# Assignment 4: "Search your transcripts. You will know it to be true." (Part 2)

## © Cristian Danescu-Niculescu-Mizil 2018

## CS/INFO 4300 Language and Information

### Due by midnight on Wednesday February 28th


This is an **individual** assignment.

If you use any outside sources (e.g. research papers, StackOverflow) please list your sources.

In this assignment we will explore the tradeoffs of information retrieval systems by finding newspaper quotes from "Keeping Up With The Kardashians".

**Guidelines**

All cells that contain the blocks that read `# YOUR CODE HERE` are editable and are to be completed to ensure you pass the test-cases. Make sure to write your code where indicated.

All cells that read `YOUR ANSWER HERE` are free-response cells that are editable and are to be completed.

You may use any number of notebook cells to explore the data and test out your functions, although you will only be graded on the solution itself.


You are unable to modify the read-only cells.

You should also use Markdown cells to explain your code and discuss your results when necessary.
Instructions can be found [here](http://jupyter-notebook.readthedocs.io/en/latest/examples/Notebook/Working%20With%20Markdown%20Cells.html).

All floating point values should be printed with **2 decimal places** precision.

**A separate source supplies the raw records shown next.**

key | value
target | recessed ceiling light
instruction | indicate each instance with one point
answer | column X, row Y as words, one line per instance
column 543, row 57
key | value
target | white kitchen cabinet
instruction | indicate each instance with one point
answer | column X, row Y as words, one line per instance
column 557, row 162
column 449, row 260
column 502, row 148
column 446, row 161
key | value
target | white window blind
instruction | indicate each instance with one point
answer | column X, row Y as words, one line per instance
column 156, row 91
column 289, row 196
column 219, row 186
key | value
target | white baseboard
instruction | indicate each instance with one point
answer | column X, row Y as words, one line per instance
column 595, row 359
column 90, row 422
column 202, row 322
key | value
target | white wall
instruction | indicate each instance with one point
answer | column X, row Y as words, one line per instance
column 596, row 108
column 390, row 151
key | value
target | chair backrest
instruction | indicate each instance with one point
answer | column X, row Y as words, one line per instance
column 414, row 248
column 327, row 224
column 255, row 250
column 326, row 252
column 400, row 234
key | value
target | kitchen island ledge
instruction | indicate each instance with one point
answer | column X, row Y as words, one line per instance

You can do so using the built-in round function.

**Grading**

For code-completion questions you will be graded on passing the public test cases we have included, as well as any hidden test cases that we have supplemented to ensure that your logic is correct.

For free-response questions you will be manually graded on the quality of your answer.

## Find the most similar messages (cosine similarity)

### A high-level overview

Our overall goal of the last part of this assignment is to build a system where we can compute the cosine similarity between queries and our datasets quickly. To accomplish queries and compute cosine similarities, we will need to represent documents as vectors. A common method of representing documents as vectors is by using "term frequency-inverse document frequency" scores. More details about this method can be found [on the course website](http://www.cs.cornell.edu/courses/cs4300/2018sp/Slides//vsm_cheatsheet.pdf). The notation here is consistent with the hand out, so if you haven't read over it -- you should!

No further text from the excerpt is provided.